1

I am working on exporting data from Python to an SQL database, and for performance reasons I'm trying to ensure that the data I'm exporting is registered as having the correct type. Therefore, I'm trying to create a Pandas Series of my data, having the correct data type. I assume that calling dtype on a pd.Series object yields the data of its underlying elements. I'm having trouble getting this to work for string data.

Here's a code sample demonstrating the problem:

orig_data_string = ['abc'] * 10
pd_data_string = pd.Series(orig_data_string)
pd_data_string.dtype

Running the above in a Python console yields dtype('O'), which I take to indicate an object type. What I would like was for this to be string instead. Now, I can do something similar with numerical values:

orig_data_float = [1.23] * 10
pd_data_float = pd.Series(orig_data_float)
pd_data_float.dtype

and in this case, I get the result dtype('float64'), so Pandas in this case has correctly inferred the data type from the list input.
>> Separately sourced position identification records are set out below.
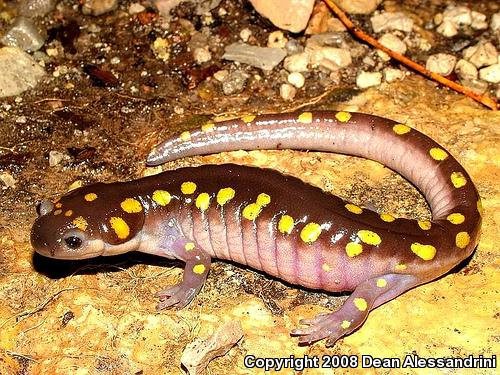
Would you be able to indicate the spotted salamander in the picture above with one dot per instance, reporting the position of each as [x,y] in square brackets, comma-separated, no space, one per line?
[277,223]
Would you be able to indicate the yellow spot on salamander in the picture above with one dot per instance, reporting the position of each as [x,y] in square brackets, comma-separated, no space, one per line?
[353,208]
[345,324]
[131,205]
[90,197]
[251,211]
[369,237]
[310,232]
[286,224]
[458,179]
[80,223]
[438,153]
[120,227]
[188,187]
[185,136]
[360,304]
[424,224]
[248,118]
[426,252]
[353,249]
[343,116]
[208,127]
[305,117]
[455,218]
[161,197]
[203,201]
[199,269]
[387,218]
[401,129]
[225,195]
[462,240]
[263,199]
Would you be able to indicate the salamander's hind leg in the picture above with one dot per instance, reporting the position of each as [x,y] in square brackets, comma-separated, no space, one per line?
[195,273]
[367,295]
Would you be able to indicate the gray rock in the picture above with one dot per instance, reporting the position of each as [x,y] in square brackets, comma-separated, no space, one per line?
[261,57]
[24,34]
[19,71]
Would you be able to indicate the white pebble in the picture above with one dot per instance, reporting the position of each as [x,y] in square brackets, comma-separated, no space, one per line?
[441,63]
[287,91]
[277,39]
[368,79]
[296,79]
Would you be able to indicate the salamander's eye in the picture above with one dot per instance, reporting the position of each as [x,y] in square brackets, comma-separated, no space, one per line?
[73,242]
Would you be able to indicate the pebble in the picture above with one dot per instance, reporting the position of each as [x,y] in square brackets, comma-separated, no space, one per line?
[466,70]
[234,82]
[441,63]
[277,40]
[202,55]
[287,92]
[260,57]
[296,79]
[297,63]
[490,73]
[391,21]
[291,15]
[392,42]
[393,74]
[98,7]
[24,34]
[359,6]
[20,71]
[481,54]
[368,79]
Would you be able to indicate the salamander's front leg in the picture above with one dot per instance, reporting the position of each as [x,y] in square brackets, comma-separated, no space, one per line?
[367,295]
[195,274]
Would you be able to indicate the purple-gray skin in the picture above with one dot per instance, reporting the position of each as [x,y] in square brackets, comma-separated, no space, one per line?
[276,223]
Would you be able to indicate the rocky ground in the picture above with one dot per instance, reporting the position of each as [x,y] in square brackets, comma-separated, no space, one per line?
[88,88]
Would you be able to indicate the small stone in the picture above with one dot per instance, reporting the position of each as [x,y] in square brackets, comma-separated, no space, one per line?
[7,179]
[287,91]
[259,57]
[245,34]
[98,7]
[392,42]
[297,63]
[466,70]
[19,71]
[24,34]
[368,79]
[392,75]
[441,63]
[221,75]
[202,55]
[234,82]
[391,21]
[135,8]
[55,157]
[490,73]
[447,29]
[296,79]
[481,54]
[277,40]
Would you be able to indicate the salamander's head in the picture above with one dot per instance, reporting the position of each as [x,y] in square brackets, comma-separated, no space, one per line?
[88,222]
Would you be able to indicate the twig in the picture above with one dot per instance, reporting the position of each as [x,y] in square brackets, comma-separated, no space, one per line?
[485,100]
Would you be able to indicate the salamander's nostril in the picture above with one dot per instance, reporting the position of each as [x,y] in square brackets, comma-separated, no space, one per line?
[44,207]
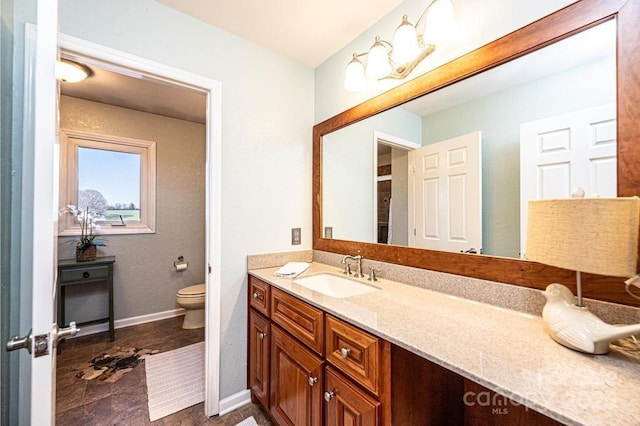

If I try pd.Series(orig_data_string).astype(str), I get the same result. How can I create a Pandas Series object with underlying data type str from a list of strings?

Alexander Sokol
  • 681
  • 4
  • 13
  • 1
    Strings are represented as `O` in Series. So if you get `dtype('O')`, it means it IS a string. – Mohit Motwani Nov 20 '18 at 12:39
  • Are you sure? The top-rated answer to this question: https://stackoverflow.com/questions/37561991/what-is-dtypeo seems to indicate that `dtype('S')` would indicate a string? – Alexander Sokol Nov 20 '18 at 12:42
  • 2
    @AlexanderSokol - It is difference between `dtypes` and `types`, check linked answer for difference [link](https://stackoverflow.com/a/42672574/2901002) – jezrael Nov 20 '18 at 12:46

1 Answers1

4

Pandas object O dtype treated as str itself. Please refer the below example.

>>> df = pd.DataFrame({'float': [1.0],
...                    'int': [1],
...                    'datetime': [pd.Timestamp('20180310')],
...                    'string': ['foo']})
>>> df.dtypes
float              float64
int                  int64
datetime    datetime64[ns]
string              object
dtype: object

Reference: https://pandas.pydata.org/pandas-docs/version/0.23/generated/pandas.DataFrame.dtypes.html

Srce Cde
  • 1,764
  • 10
  • 15